This second post in a new lab series provides a walkthrough for installing the latest iteration of vSAN 7. At the time of writing the latest version of vSAN is vSAN 7.0 Update 1. To read about what’s new see vSphere 7 and vSAN 7 Headline New Features.
VMware vSAN is a software-defined storage solution baked directly into the vSphere hypervisor. vSAN enables aggregation of local or directly-attached devices and pools them together across hosts in a vSphere cluster to provide a single shared storage pool. Functionality is abstracted from the underlying hardware and managed at a software level, within vCenter, to provide granular policy based availability and controls. Non-disruptive scale out can be achieved by adding more ESXi hosts, either in the same cluster or a new cluster, and scale up by adding more disks to the existing hardware. Multiple vSAN clusters can be created and managed within a single vCenter Server. Since vSAN is already implemented directly into ESXi, activating the functionality simply requires planning and enabling the configuration, along with the appropriate VMware vSAN licenses.
In this example vSAN will be configured in a lab environment using a 2 host cluster (Intel NUC Bean Canyon) running vSphere 7 U1C, with a third node acting as the vSAN witness. As of vSAN 7.0 U1 a single witness appliance can support up to 64 2-node clusters. If you’re looking for more information on running a vSphere lab on the Intel NUC range check out the VMware Homelab section of virten.net, which has some great guides and resources.
vSAN 7.0 Install Guide
vSAN can be configured in an all-flash or hybrid setup. In a hybrid setup, flash is used for the cache with spinning disks providing the capacity tier. Although all local capacity devices are pooled together and shared across hosts in the cluster; an optimal vSAN configuration will contain hosts with the same or similar physical storage configurations, balancing storage devices consistently across the cluster. That said, hosts without any contributing storage can also join the cluster and run virtual machines. In this type of setup, planning the deployment to cover fault tolerance and protection against loss of specific contributing nodes is of particular importance.
All hosts contributing storage devices to the cluster must include at least one flash device for local cache, alongside at least one capacity device. For hybrid configurations, the flash device must be a minimum of 10% of the anticipated consumed storage of the capacity tier, and this should account for future growth to prevent reduced performance over time as the consumed storage grows. The cache for each host in any setup does not count towards the overall size of the shared datastore. Cache and capacity devices in a host form one or more disk groups, outlined in the high level image below. For more information on capacity and sizing considerations when designing a vSAN deployment, review the VMware vSAN Design Guide and the Designing and Sizing a vSAN Cluster documentation.

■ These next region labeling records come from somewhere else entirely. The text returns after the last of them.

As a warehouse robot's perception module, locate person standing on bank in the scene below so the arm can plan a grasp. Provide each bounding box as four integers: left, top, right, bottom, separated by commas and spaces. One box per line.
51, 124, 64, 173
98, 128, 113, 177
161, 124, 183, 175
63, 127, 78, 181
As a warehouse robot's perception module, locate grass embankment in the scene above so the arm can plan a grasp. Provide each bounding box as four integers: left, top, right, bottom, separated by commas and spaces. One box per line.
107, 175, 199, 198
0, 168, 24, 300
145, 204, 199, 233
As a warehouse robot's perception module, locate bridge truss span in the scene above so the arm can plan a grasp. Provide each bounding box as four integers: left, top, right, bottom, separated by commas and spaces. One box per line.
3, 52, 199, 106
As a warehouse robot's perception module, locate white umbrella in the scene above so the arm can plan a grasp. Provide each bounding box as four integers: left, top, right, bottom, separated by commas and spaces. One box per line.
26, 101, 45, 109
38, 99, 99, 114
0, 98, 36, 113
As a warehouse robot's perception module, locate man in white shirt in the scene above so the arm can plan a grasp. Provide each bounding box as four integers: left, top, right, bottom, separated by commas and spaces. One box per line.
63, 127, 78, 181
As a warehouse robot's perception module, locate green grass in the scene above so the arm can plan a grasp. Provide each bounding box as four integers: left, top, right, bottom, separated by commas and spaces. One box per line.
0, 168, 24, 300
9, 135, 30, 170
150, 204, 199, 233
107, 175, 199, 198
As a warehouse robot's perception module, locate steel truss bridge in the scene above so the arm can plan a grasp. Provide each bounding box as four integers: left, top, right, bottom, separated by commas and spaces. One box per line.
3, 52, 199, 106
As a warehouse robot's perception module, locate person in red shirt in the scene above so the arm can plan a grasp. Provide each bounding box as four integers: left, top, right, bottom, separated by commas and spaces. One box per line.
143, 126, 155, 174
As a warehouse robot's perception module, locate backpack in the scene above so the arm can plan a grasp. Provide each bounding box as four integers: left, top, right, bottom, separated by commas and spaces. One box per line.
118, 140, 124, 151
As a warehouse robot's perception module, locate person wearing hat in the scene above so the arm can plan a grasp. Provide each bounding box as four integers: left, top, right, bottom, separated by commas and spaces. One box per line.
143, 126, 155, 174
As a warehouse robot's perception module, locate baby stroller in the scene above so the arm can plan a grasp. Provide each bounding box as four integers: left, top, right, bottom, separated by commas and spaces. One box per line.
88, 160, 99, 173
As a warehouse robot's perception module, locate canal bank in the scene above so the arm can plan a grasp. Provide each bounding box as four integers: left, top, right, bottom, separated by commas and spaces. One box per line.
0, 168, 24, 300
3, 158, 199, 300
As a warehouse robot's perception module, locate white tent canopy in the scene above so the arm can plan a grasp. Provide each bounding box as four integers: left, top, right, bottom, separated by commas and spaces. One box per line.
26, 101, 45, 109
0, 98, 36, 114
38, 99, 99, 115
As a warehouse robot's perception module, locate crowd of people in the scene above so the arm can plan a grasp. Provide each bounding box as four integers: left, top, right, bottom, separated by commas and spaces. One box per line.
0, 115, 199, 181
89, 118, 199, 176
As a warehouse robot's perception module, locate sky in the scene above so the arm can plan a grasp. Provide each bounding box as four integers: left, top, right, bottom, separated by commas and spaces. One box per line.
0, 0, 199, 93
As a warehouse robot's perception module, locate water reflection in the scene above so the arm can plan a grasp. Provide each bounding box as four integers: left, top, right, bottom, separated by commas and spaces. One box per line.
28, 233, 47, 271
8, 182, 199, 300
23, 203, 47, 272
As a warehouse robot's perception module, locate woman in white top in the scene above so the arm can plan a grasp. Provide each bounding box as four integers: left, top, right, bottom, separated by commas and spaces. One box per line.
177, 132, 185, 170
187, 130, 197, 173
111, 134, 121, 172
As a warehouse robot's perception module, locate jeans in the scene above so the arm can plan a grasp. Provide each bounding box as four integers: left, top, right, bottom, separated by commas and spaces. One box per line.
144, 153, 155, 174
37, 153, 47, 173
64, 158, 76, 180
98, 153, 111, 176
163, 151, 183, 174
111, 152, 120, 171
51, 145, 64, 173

VMware vSAN is an enterprise solution and supports all VMware features that rely on shared storage, like High Availability, Distributed Resource Scheduler, and Storage vMotion. vSAN also includes features like stretched clustering, and fault domain implementations. Hosts in a vSAN cluster can also mount other VMFS and NFS datastores, although vSAN itself does not require or rely on any kind of external storage or Storage Area Network (SAN). You can find more information in the vSAN Planning and Deployment – VMware vSphere 7.0 documentation, which should be studied before configuring vSAN, along with the relevant release notes – in this example I am using vSAN 7.0 Update 1.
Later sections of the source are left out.